Security experts are calling this the most ironic rug pull in crypto history. The same community that laughs at 'dyor' culture just got schooled by it—with a side of UN sanctions.
Meanwhile, VC-funded NFT platforms keep pretending KYC is optional. Because what could go wrong?
The Increasing Threat of North Korean Hackers
Pepe, the famous cartoon frog, is a popular subject for meme coins, but his original creator has nothing to do with them. Visual artist Matt Furie created the character around 20 years ago.
By partnering with Chainsaw to launch NFT collections, Furie attempted to finally capitalize on the growing industry, but a North Korean hack apparently crashed the project.
ZachXBT, a famous crypto sleuth, posted a comprehensive rundown of the incident. Essentially, an insider transferred the mint contract for Replicandy, one of Furie’s NFT collections, in the middle of the night.
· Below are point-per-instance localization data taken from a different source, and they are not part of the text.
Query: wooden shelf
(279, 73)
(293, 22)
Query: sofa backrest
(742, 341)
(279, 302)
From there, the hacker minted NFTs until the price floor reached zero. Five days later, he did it with three other collections, netting around $310,000.
The attackers had to launder their profits, leaving a breadcrumb trail of blockchain data that ZachXBT was able to trace. By studying this, he came to believe that North Koreans perpetrated the hack.
Specifically, an attacker made a fake profile to interview for an IT role with the project, a known theft tactic. From here, it was trivially easy to bypass all security.
A few days later, another company fell for the same trick. Favrr, an NFT launch platform, lost $680,000 to a hack involving the same small group of North Koreans.
This theft was much more jarring for several reasons, including the huge loss. The company hired this fake candidate to be its CTO, revealing a shocking lack of due diligence.
11/ The Favrr CTO Alex Hong has a background which appears suspicious and is likely one of the two DPRK ITWs hired.
His LinkedIn was very recently deleted.
I also reached out to a project he supposedly worked at but could not verify his work history. pic.twitter.com/aIKb3f63BO
This appalling lack of security is the real problem. ZachXBT recently warned of increased North Korean activity, especially since the Lazarus Group pulled off the biggest hack in crypto history.
Crypto crime is elevated across the board right now, but these firms took next to zero precautions.
Even more damningly, Favrr is the only firm that issued a public statement. Chainsaw briefly posted a warning, which it later deleted, and Matt Furie has been silent, too.
Both also disabled their DMs on X. ZachXBT attempted to reach out to all the impacted parties but was unable to do so.